Subject: Re: CRITICAL ** Holes in default cron jobs ** CRITICAL
To: Warner Losh , Matt Thomas <matt@lkg.dec.com>
From: Stefan Grefen <grefen@hprc.tandem.com>
List: tech-kern
Date: 01/02/1997 10:55:09
In message <E0vf8Gh-0007ac-00@rover.village.org>  Warner Losh wrote:
> In message <199612301851.SAA29715@whydos.lkg.dec.com> Matt Thomas writes:
> : Acutally, a 
> : 
> : int unlink2(const char *name, const struct stat *statbuf);
> : 
> : would solve the problem.  In essence, you stat/fstat the file first (which
> : you are going to do anyway (to make sure it's on the device, old enough,
> : etc.)) and then you pass that stat buf to unlink2.  The kernel can then
> : verify that <name> is the same object as represented by the information
> : in *<statbuf> and then proceed with the deletion.  If the information
> : (dev,inode,generation) doesn't match, unlink2 fails.  The kernel can easily
> : make this an atomic operation.
> 
> You still have the race here.  Between the readdir() and the stat(),
> the file can change out from under you, and then you go ahead and
> delete the wrong thing because the stat info matches :-(.

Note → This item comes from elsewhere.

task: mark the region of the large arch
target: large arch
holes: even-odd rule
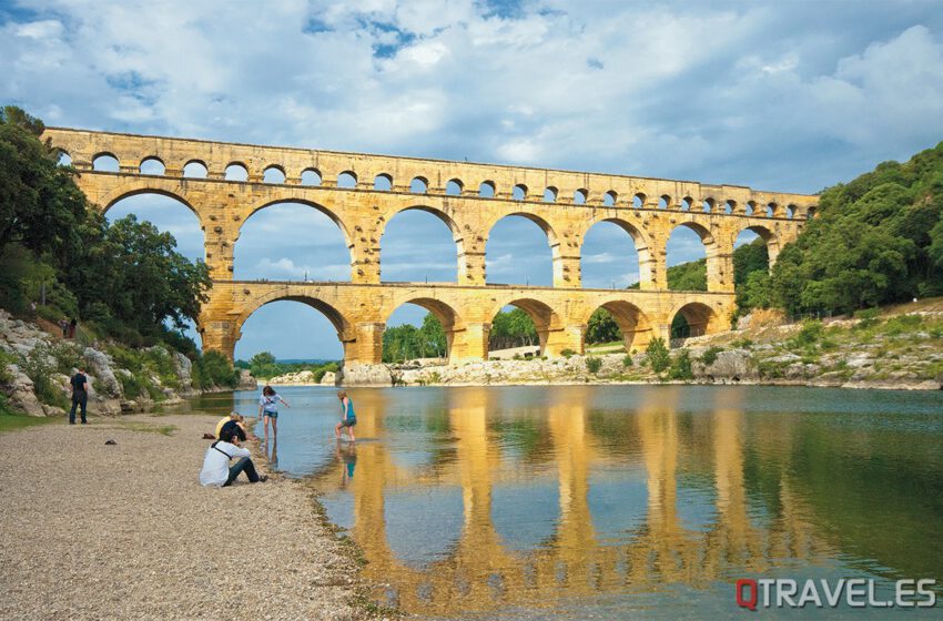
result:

This race can be detected in usermode by checking the directory's st_mtimespec,
st_ctimespec and the files inode-number against the one in the stat-buffer.
If the inode-number matches and the timespecs of the directory didn't change
it's still the same file. If not rescan the directory. 

A more convenient way to do that, would be to return the inode-generationnumber
in the result of readdir().

This kind of race is only dangerous for operations that modify things,
read-only commands like stat can be retried.

I think the unlink2 call solves the problem for the case at hand.

For more general solutions a good starting point would be to look at the
DMAPI standard-proposal (Data Management API, former DMIG) because the have
to solve basicly the same problems in a more nasty environment. 

The goal should be to enhance the definition of an inode (which is included
in the readdir() result) to uniqly define a file (on the disk AND in the
time-domain). 
This can easily be done by adding the msec time at the time of creation to the
inode (plus workarounds for reboots, broken clocks etc.) and a machine or
disk ID to avoid problems moving disks, between machines.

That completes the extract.